— Человек в жизни своей не имел ни семьи, ни жены, ни открытой любовницы, ни закадычного друга.
Он и на многолетний роман с Виардо смотрел как на доказательство «тряпичности» натуры своего приятеля.
Не прощал он ему тогда и его петербургских великосветских связей, того, что тот водился с разными высокопоставленными господами из высшего «монда». Могу довольно точно привести текст рассказа Писемского за обедом у него, чрезвычайно характерный для них обоих. Обедал я у Писемского запросто. Сидели только, кроме хозяина, жена его и два мальчика-гимназиста.
Тургенев приглашал его к себе провести вечер.

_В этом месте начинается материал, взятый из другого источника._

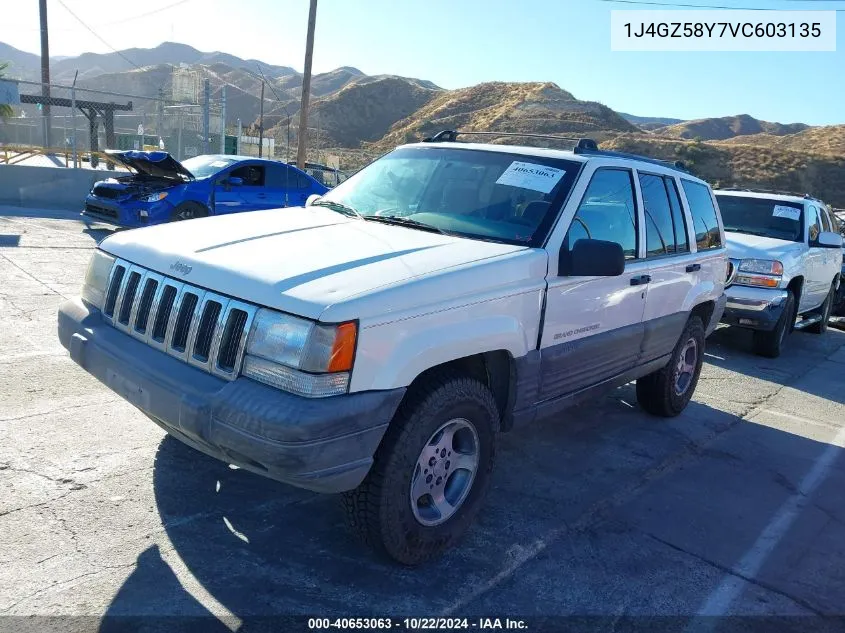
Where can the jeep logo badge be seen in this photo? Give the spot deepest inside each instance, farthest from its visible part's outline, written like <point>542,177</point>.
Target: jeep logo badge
<point>179,267</point>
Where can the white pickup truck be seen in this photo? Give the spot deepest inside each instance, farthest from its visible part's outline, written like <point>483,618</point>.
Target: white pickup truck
<point>786,262</point>
<point>375,342</point>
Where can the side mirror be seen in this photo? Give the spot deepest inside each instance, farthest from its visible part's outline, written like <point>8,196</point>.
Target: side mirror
<point>594,258</point>
<point>829,239</point>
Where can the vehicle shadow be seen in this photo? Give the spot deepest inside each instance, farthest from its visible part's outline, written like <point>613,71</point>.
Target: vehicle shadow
<point>576,485</point>
<point>730,348</point>
<point>95,230</point>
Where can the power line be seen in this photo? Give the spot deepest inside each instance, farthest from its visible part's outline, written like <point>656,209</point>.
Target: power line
<point>144,15</point>
<point>94,33</point>
<point>696,6</point>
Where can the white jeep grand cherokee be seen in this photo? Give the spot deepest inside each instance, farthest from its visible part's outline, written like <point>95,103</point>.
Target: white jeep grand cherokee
<point>376,341</point>
<point>786,258</point>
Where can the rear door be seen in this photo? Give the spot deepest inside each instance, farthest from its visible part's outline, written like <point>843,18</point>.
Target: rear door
<point>673,268</point>
<point>816,285</point>
<point>592,329</point>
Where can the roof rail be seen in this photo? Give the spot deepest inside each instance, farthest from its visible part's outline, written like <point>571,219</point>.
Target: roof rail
<point>777,192</point>
<point>679,165</point>
<point>586,146</point>
<point>451,136</point>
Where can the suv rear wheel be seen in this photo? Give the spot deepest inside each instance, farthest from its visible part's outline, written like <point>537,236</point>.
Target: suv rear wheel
<point>667,391</point>
<point>430,474</point>
<point>824,311</point>
<point>770,343</point>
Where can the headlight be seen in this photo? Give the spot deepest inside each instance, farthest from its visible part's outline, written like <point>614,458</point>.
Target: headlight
<point>761,266</point>
<point>298,355</point>
<point>96,278</point>
<point>759,272</point>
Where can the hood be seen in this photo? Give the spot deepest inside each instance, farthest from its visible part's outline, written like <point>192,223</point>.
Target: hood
<point>298,260</point>
<point>744,246</point>
<point>157,164</point>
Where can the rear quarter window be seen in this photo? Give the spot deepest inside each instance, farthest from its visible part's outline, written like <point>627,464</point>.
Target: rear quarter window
<point>704,219</point>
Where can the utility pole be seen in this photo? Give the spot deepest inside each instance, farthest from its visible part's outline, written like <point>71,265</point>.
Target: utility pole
<point>160,117</point>
<point>261,124</point>
<point>306,85</point>
<point>45,71</point>
<point>206,115</point>
<point>223,121</point>
<point>73,117</point>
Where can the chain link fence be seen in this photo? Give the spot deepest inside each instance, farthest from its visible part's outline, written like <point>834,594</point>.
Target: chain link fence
<point>183,111</point>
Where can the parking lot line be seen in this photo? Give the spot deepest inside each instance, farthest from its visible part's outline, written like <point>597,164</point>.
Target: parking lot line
<point>722,598</point>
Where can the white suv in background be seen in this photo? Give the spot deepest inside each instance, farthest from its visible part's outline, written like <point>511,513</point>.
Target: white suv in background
<point>375,342</point>
<point>786,262</point>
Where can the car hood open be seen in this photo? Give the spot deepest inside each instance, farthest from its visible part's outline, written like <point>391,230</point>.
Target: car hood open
<point>298,260</point>
<point>156,164</point>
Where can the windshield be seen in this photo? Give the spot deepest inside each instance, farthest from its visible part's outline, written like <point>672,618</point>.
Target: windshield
<point>760,216</point>
<point>497,196</point>
<point>205,166</point>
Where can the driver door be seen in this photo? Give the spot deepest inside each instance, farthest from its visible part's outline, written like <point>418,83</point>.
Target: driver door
<point>249,195</point>
<point>593,327</point>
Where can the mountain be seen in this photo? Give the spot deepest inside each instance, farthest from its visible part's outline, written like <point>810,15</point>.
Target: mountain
<point>732,164</point>
<point>22,65</point>
<point>643,121</point>
<point>827,139</point>
<point>537,108</point>
<point>728,127</point>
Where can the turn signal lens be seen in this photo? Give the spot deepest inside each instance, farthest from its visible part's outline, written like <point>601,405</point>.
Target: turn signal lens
<point>343,349</point>
<point>757,280</point>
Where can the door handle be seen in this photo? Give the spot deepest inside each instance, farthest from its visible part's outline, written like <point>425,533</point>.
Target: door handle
<point>642,279</point>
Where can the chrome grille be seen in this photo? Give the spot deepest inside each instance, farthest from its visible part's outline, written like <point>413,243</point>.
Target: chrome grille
<point>200,327</point>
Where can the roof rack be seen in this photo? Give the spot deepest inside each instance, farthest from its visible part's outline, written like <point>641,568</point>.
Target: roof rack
<point>450,136</point>
<point>777,192</point>
<point>585,146</point>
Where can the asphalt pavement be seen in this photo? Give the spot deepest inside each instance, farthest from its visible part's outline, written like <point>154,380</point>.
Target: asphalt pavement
<point>600,519</point>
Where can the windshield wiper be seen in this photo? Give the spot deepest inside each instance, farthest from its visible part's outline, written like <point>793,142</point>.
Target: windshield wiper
<point>345,209</point>
<point>400,221</point>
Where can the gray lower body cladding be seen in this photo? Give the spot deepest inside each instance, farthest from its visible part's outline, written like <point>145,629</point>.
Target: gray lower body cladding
<point>320,444</point>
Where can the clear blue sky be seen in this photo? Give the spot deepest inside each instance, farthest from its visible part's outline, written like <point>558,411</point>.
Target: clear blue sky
<point>458,43</point>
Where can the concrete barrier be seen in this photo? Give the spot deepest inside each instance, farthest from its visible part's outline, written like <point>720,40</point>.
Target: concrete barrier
<point>49,187</point>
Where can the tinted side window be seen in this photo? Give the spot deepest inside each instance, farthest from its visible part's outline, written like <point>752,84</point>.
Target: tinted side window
<point>607,211</point>
<point>660,232</point>
<point>813,223</point>
<point>284,177</point>
<point>825,217</point>
<point>252,175</point>
<point>704,221</point>
<point>678,218</point>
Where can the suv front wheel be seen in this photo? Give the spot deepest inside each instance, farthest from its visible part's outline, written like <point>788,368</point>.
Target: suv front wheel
<point>667,391</point>
<point>770,343</point>
<point>431,473</point>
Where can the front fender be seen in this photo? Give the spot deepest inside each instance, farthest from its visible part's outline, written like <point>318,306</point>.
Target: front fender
<point>393,354</point>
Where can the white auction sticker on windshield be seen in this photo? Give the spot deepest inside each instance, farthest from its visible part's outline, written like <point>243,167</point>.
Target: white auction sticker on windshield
<point>531,176</point>
<point>786,212</point>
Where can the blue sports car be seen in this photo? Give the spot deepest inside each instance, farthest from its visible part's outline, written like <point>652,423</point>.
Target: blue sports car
<point>162,189</point>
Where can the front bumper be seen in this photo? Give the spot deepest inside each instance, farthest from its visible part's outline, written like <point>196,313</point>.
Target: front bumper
<point>126,213</point>
<point>754,308</point>
<point>320,444</point>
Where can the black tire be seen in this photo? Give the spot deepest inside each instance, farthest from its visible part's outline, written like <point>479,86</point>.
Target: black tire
<point>667,391</point>
<point>188,211</point>
<point>771,343</point>
<point>380,509</point>
<point>824,310</point>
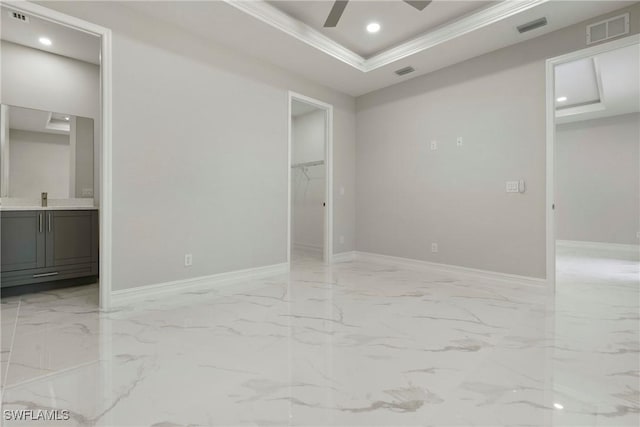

«Пришел и Огарев (тогда только что отпущенный за границу), а хозяин вскоре скрылся. Он извинился перед нами, что ему надо непременно куда-то ехать в «монд», и обещал пробыть не больше как с час, много полтора. Остались мы вдвоем с Огаревым. Я его тогда в первый раз видел. Парень душевный… Человек подал нам водки и закуски. Мы с ним опорожнили графинчик и спросили второй. И оба мы распалились на Ивана Сергеевича за такое его малодушие: пригласил приятелей, а сам полетел к какой-нибудь кислой фрейлине читать рассказ. Сидим час, другой, спросили и третий графинчик. Звонок. Но вместо самого Тургенева является какой-то великосветский барин в звании камер-юнкера (кажется, это был Маркевич — тогда еще приятель Тургенева) в белом галстуке и во фраке. Мы его спрашиваем: пьете водку? Он отказался и стушевался минут через пять, увидев, на каких ребят он наскочил. И только в час ночи возвращается Тургенев и начинает извиняться. Вот мы его тогда с Огаревым и принялись валять в два жгута. А он только просит прощения. И меня сильно хмельного привез домой и довел до передней».
— Да, папа, — остановил Писемского его старший сын Паша (впоследствии профессор Московского университета), — ты был сильно, выпивши, и Тургенев внес сам в руках твои калоши. Ты их растерял на лестнице.
Тургеневу он не прощал и приятельства с таким «лодырем» (так он называл его), как Болеслав Маркевич — тогда еще не романист, а камер-юнкер, светский декламатор и актер-любитель, стяжавший себе громкую известность за роль Чацкого в великосветском спектакле в доме Белосельских, где он играл с Верой Самойловой в роли Софьи.
— Не водитесь вы с ним! — упрашивал он и меня. — Наверно вытянет у вас сто рублей без отдачи… а то хоть и беленькую. Я его не принимаю, а ежели он нахально станет клянчить — я ему говорю: «Для вас нет у меня денег».
И каждый раз Писемский прибавлял:
— А Иван Сергеевич водит приятельство с такой дрянью! Мое знакомство с великолепным «Болеславом» вышло вот каким образом в первую же зиму. Он жил на одной квартире с неким Казначеевым, бывшим чиновником при графе Закревском в Москве, как и Маркович. А Казначее-ва я знал через семейство князей Дондуковых.
Маркевич пожелал меня «шармировать», стал рассказывать про свои светские связи и приятельство с «Иваном Сергеевичем», прохаживаясь насчет его бесхарактерности и беспринципности. Между прочим, он мне изобразил в лицах (он был большой краснобай), как Тургенев во дворце у Елены Павловны на рауте сначала ругательски ругал весь этот высший монд; а когда одна великая княгиня сказала ему несколько любезностей, то «весь растаял». Этим рассказом я воспользовался впоследствии в романе «Жертва вечерняя», где у меня является некий Балдевич, очень смахивающий на Марковича. Тогда Тургенев его уже отстранил от своей особы, и реакционный романист мстил ему за это всю жизнь.
Водил он близкое приятельство с графом В.Соллогубом, которого я застал в Петербурге одного в меблированной квартире в доме Воронина, в Фонарном переулке за чтением вслух моей драмы «Ребенок». Сидел тут Маркович, и Соллогуб заставил его докончить чтение. А когда мы шли от Соллогуба вдвоем, то Маркович всю дорогу сплетничал на него, возмущался: какую тот ведет безобразную жизнь, как он на днях проиграл ему у себя большую сумму в палки и не мог заплатить и навязывал ему же какую-то немку, актрису Михайловского театра. Я сам не мог и тогда понять — как И.С.Тургенев водит приятельство с таким индивидом и позволяет ему играть в великосветском обществе роль присяжного чтеца его произведений? Писемский был сто раз прав в своих грубых, но справедливых разносах.